Newsroom asked if the decision to close TCC in Stratford would be any different if there were a ThermalCo already in place, planning the exit of power plants more strategically.

“That would be speculation. I don’t think it would be any different. But there might be a case where you’d look at, let’s say, TCC and E3P and say running those two as baseload is a far better outcome than running one of the Rankine units on coal over winter.

“That would be a decision for if we put TCC in there for ThermalCo today. There’s still discussion internally about whether we would shut TCC anyway.”

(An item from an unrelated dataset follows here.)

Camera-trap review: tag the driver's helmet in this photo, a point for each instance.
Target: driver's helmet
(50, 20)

Contact Energy announced a review of its portfolio of thermal assets in February. In its annual report in August, it reported back on how it would operate those assets to align with decarbonisation, as the best way to create long-term value for both shareholders and for New Zealand.

The report said Contact also recognised supply constraints and the need for an orderly transition away from thermal generation, without threatening the stability of supply or affordable access to energy. New Zealand continued to rely strongly on thermal generation when intermittent renewables couldn’t meet demand, the report said – but another lower-emissions contributor is geothermal energy.

Contact Energy is building a geothermal plant at Tauhara, near Taupō. “We expect to close TCC in 2023 when the geothermal power station at Tauhara is commissioned,” the report said.

“TCC is due for an expensive refurbishment and input costs will escalate as gas and carbon costs continue to increase. This closure will reduce our emissions footprint and help us meet our recently
updated science-based targets.

“We need to find the best operating model for our remaining thermal assets.”

A WSP report, commissioned last year by MBIE, says a number of thermal generation plants have been retired over the past decade. These include Southdown and Southdown E10, Otahuhu B and Huntly Unit 3. “This reflects the changing New Zealand electricity market, fuel markets and the push for New Zealand to have more renewable energy supplied to the national grid,” the report says.

But there have also been new thermal plants commissioned including Bream Bay Peaker, McKee and Junction Road. “Due to a number of factors, it is expected that there will continue to be a retirement of existing thermal generation units over the next 10 years. So careful planning will be required to ensure grid security and generation supply.”

Newsroom Pro managing editor Jonathan Milne covers business, politics and the economy.